Castel d’Ario, piccolo borgo del mantovano a 20 km dal capoluogo, da secoli terra di risaie, è la patria di uno dei piatti più famosi della gastronomia di Mantova e dell’intera Penisola: il riso alla pilota. ‘Riso’ e non ‘risotto’, perché per prepararlo si segue un procedimento differente: i chicchi, infatti, non vengono tostati e poi cotti con l’aggiunta del brodo, ma lessati in acqua per una decina di minuti e in seguito insaporiti con il condimento – una spolverata generosa di grana grattugiato e la ‘salamella’ (una salsiccia fresca fatta con parti magre della spalla suina e grasso di pancetta e prosciutto), che viene privata del budello, sbriciolata e rosolata in abbondante burro. Per cucinarlo i casteldariesi utilizzano esclusivamente il Vialone Nano, una varietà che qui viene coltivata dai primi decenni del Novecento, caratterizzata da granelli ricchi di amido che tengono al meglio la cottura.

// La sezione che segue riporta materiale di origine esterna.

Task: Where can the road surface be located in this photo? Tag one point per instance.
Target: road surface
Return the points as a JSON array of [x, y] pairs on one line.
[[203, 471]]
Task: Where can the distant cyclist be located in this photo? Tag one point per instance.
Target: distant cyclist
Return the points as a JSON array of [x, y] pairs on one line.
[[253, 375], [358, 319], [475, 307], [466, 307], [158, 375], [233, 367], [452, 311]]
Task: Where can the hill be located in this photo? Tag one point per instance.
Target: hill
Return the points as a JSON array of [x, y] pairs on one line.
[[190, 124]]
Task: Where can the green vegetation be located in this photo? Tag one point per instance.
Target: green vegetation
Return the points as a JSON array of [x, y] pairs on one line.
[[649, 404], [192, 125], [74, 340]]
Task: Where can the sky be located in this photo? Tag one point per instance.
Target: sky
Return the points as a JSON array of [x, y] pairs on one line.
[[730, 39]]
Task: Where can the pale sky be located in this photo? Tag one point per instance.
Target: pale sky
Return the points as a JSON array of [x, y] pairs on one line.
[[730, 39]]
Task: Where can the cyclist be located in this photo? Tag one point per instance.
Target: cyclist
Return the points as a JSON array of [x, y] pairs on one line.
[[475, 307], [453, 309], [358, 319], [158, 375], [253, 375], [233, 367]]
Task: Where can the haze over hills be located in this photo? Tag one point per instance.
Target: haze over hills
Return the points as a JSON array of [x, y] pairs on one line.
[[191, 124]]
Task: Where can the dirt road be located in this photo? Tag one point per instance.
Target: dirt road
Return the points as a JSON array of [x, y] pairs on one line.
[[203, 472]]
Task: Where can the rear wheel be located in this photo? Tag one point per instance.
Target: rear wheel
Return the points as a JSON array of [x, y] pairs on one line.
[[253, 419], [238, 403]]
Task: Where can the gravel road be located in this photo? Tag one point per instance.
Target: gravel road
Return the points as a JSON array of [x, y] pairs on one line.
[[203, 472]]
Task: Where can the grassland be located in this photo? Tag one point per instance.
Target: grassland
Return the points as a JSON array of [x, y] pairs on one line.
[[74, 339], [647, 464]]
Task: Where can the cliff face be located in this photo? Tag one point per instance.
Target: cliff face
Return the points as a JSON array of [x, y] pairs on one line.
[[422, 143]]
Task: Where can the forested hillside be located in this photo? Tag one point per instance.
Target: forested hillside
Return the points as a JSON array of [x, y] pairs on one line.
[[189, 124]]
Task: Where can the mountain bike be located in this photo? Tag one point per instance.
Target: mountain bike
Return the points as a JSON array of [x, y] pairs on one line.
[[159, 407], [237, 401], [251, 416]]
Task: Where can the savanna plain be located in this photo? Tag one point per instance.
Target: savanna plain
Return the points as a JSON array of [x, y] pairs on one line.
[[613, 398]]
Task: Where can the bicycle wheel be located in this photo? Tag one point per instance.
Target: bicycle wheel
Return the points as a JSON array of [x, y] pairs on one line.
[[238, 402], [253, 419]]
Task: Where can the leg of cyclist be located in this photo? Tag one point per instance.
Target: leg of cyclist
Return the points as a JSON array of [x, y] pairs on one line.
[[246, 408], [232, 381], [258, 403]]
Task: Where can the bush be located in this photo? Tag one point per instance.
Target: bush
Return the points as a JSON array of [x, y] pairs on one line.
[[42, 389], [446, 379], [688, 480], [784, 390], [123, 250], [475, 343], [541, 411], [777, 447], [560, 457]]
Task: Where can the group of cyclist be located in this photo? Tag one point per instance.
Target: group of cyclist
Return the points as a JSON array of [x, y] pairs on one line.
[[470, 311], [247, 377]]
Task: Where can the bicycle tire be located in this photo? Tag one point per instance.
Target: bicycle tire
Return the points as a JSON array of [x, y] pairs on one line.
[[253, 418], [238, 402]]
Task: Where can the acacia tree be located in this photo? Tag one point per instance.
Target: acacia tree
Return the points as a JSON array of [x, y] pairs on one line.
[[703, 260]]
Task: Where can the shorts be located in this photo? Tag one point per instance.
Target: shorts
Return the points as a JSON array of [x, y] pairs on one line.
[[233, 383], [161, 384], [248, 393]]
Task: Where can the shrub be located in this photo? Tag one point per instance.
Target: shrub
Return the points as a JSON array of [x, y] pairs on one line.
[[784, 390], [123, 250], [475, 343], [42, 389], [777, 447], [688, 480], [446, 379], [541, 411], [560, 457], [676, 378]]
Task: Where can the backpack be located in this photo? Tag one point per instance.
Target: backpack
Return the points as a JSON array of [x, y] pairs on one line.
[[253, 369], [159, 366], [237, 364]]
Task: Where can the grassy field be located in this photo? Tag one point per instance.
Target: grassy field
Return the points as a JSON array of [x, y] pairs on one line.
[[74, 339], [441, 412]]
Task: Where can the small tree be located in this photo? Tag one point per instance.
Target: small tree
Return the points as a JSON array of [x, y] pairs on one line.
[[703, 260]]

Oggi è il riso alla pilota è considerato una ricetta prelibata, da riservare ai giorni di festa, e compare tra le principali specialità dei ristoranti casteldariesi e mantovani, accanto agli altri primi della tradizione locale, come i tortelli di zucca con gli amaretti e la mostarda e i capunsei, gnocchetti di pane cotti nel brodo oppure serviti con burro fuso. Ma le sue origini sono umili: questo piatto, infatti, nacque per sfamare i ‘piloti’ o ‘pilador’ – da cui l’appellativo ‘alla pilota’ –, termine dialettale con cui in passato si indicavano i braccianti addetti alla lavorazione del riso (la pilatura) all’interno delle pile, grosse ruote dotate di pestelli che servivano per la pulitura e la brillatura dei chicchi.
La cottura del riso
La cottura del riso
Il lavoro nelle pile veniva svolto in modo continuato, senza interruzioni, e non consentiva agli operai di mangiare insieme agli altri né di dedicare molto tempo alla preparazione dei pasti; per questo essi escogitarono un metodo di cottura veloce e che fosse in grado di far rimanere il riso al dente più a lungo. Lo lessavano in un grosso paiolo di rame con una quantità d’acqua pari a quella del riso, per circa dieci minuti; poi, a fiamma spenta, chiudevano il pentolone con un canovaccio e al di sopra di questo mettevano il coperchio, così il cuore del chicco continuava a cuocere assorbendo l’umidità in eccesso e, col passare delle ore, invece di disfarsi si insaporiva meglio nel condimento.
Questo procedimento ebbe inizio probabilmente tra la fine del XVIII e l’inizio del XIX secolo, quando nei borghi sulla riva sinistra del Mincio si ebbe la massima diffusione delle pile da riso.
I condimenti tradizionali
I condimenti tradizionali
Il riso a volte veniva insaporito soltanto con un soffritto di cipolla oppure con gli ingredienti disponibili in base alla stagione: in estate i psin e saltarei fritti (pesciolini raccolti nelle risaie e gamberetti d’acqua dolce); in inverno, nel periodo della macellazione del maiale, il pistume, ovvero il macinato impiegato per la produzione del salame mantovano, che col tempo fu sostituito dalla salamella. Un altro condimento tipico della zona è quello col puntel, il ‘supporto’: una braciola di maiale che viene infilzata verticalmente nel piatto e mangiata insieme al riso.
La ricetta
La ricetta
Ingredienti per 6 persone
500 gr di riso
250 gr di salamelle
100 gr di burro
Un bicchiere di vino bianco
Grana padano grattugiato
Sale q.b.
Procedimento
In una pentola versate una quantità d’acqua uguale a quella del riso; quando raggiunge il bollore salate, versate il riso e fatelo cuocere per circa 10 minuti senza coperchio, finché avrà assorbito tutta l’acqua, mescolando di tanto in tanto per non farlo attaccare. Trascorso il tempo necessario, togliete il tegame dal fuoco, ricopritelo con un canovaccio e al di sopra di questo ponete il coperchio. Fate riposare così il riso per un’altra decina di minuti per terminare la cottura.
Nel frattempo private le salamelle del budello, sbriciolatele e fatele soffriggere in un tegame con il burro; unite il vino bianco e fatelo evaporare. Quando la cottura del riso sarà ultimata, versate il condimento e amalgamate il tutto aggiungendo il grana grattugiato.